Cook-Off for the Coast brings together family fun, delicious food, and coastal restoration!
The Mississippi River Delta, which formed over thousands of years, is collapsing. Since the 1930s, Louisiana has lost about 1,900 square miles of land into open water. As the delta disappears, so does the critical wildlife habitat and natural protection it provides to coastal communities. Robust, large-scale restoration projects, along with coastal protection and community resilience measures, are our best solutions for reducing land loss, protecting our communities and ensuring a sustainable future for generations to come. Coastal restoration is essential to protecting the diverse habitats of southern Louisiana. The bounty that our wetlands provide is connected to the way of life and culture that make this place so special.

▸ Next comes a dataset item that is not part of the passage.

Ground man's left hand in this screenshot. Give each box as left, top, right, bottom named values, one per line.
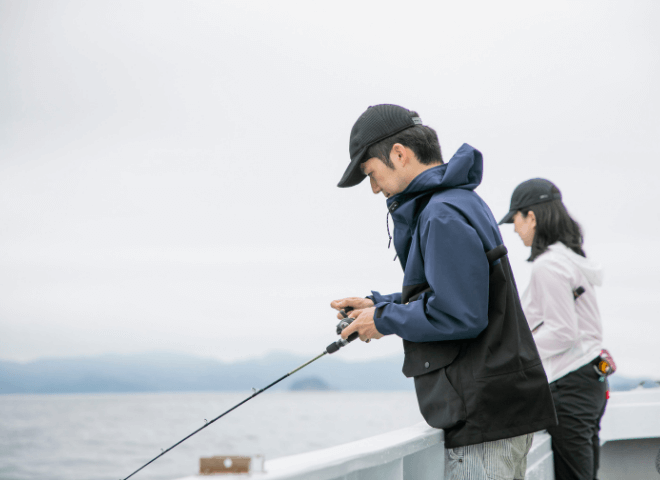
left=340, top=307, right=384, bottom=343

Innovative control and management of invasive species supports coastal restoration efforts. Wild pigs are an invasive species that place additional stress on Louisiana’s coastline. They gravitate toward areas with water, cover and reliable sources of food—all of which are abundant along the Louisiana coast. The past two decades have brought a dramatic increase in the wild pig population. Wild pigs exacerbate coastal erosion and land loss through their rooting behavior, which damages vegetation and also restricts the spread of roots. In recent years, wild pigs have made inroads into wetlands areas where birds nest. Cook-Off for the Coast is celebration of our coast and a fun and tasty way to help create a stronger and more resilient future.